Child Abuse in the Hare Krishna
Movement:1971-1986
E.
Burke Rochford, Jr. with Jennifer
Heinlein
[continued]
A second factor that played an especially important role in limiting the
possibility of abuse had to do with the level of parental involvement in
the gurukula.
While the leadership and the gurukula
staff each pressured against parental involvement, some parents found ways
to remain involved nonetheless. In
some cases this was made easier as parents resided in the same community
as their child/children's gurukula.
In other cases parents wrote letters, made phone calls, and visited their
child or children on a regular basis.
The sad irony is that parents who accepted the ideological
justifications offered by the leadership and chose to remain
‘detached’ and minimally involved in the lives of their children,
effectively left them vulnerable to neglect and abuse.

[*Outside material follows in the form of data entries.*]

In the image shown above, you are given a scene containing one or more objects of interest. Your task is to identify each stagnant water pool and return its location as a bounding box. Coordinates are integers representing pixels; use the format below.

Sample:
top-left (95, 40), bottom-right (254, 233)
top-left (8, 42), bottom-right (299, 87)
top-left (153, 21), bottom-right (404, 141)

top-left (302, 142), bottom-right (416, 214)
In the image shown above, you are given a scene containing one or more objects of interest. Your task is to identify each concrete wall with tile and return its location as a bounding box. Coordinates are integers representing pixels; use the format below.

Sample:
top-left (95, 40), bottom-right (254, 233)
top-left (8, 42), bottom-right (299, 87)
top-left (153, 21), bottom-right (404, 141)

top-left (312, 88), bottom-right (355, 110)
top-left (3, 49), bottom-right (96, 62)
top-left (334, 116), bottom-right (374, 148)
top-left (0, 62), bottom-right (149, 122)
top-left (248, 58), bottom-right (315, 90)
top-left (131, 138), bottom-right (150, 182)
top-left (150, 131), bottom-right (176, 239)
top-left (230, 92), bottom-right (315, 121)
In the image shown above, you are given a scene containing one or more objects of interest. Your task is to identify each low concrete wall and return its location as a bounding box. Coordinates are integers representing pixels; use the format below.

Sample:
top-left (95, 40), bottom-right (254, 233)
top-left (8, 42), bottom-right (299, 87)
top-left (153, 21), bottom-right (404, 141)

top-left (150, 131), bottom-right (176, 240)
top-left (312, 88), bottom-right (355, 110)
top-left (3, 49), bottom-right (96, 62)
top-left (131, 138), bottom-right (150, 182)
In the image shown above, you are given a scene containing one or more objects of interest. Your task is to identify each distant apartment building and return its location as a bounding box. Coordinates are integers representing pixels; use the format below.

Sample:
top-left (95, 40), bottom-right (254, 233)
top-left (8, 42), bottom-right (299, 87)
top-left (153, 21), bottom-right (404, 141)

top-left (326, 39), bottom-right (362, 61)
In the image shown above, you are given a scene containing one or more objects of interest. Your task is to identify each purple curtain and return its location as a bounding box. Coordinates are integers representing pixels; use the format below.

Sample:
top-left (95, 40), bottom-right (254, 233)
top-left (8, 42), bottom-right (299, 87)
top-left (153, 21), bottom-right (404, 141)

Simply put, children without involved parents became ready victims
for abusers. As one second
generation devotee concluded:
Usually, if our parents showed an interest in us, by
sending us mail and gifts, visiting us, and maintaining a tight bond, the
abusive teachers would view that child as a liability to them. (Hickey and
Charnell, 1997)
To assure regular involvement with their children, some parents
especially
mothers
chose
to work in the gurukula as
teachers. As the Headmaster
of one school commented, ‘Practically every teacher had their children
in the school. And that was
an important factor [limiting the potential for abuse] that those parents'
eyes were there. It was
important.’ As this suggests, the presence of parents working in the gurukula served to protect all children against abuse, not simply the
child of the teacher. Because
mothers were much more likely than fathers to have a position in the gurukula,
girls more so than boys gained parental protection against abuse.
As one woman teacher recounts:
With my daughter it was a little different
because I had some ability and determination to keep my daughters with me.
So I was a teacher and I taught my daughters, or at least I knew
where my daughters were being taught.
But with my son it wasn't allowed. He had to be removed from my
presence. (Interview 1997)
A child also gained protection against abuse if he or she had a male
parent who was an ISKCON leader, or was otherwise recognised as important
and influential within the movement.
For an abuser, these children presented substantial risks and
thereby were less likely to be targeted.
Even in India, where abuse was more commonplace, children with
influential fathers normally escaped being targets of abuse.
As one mother whose son spent years at a gurukula
in India reported.
My son tells me that he didn't get abused.
And it’s funny isn't it in light of his [activism over the abuse
issue]. But this is because
of who his father was [a member of the GBC].29
(Interview 1997)
For children whose parents remained largely uninvolved in their lives,
there was one available means to create a protective resource against
abuse. Again, India was the
context. Apparently
adolescent boys in the gurukula
were less subject to abuse if they received initiation from one of
ISKCON's gurus. In effect,
initiation created an interested and powerful ally who could expose or
punish an abuser. Initiation
thus served as a means to create an interested party in the absence of
involved and/or influential parents.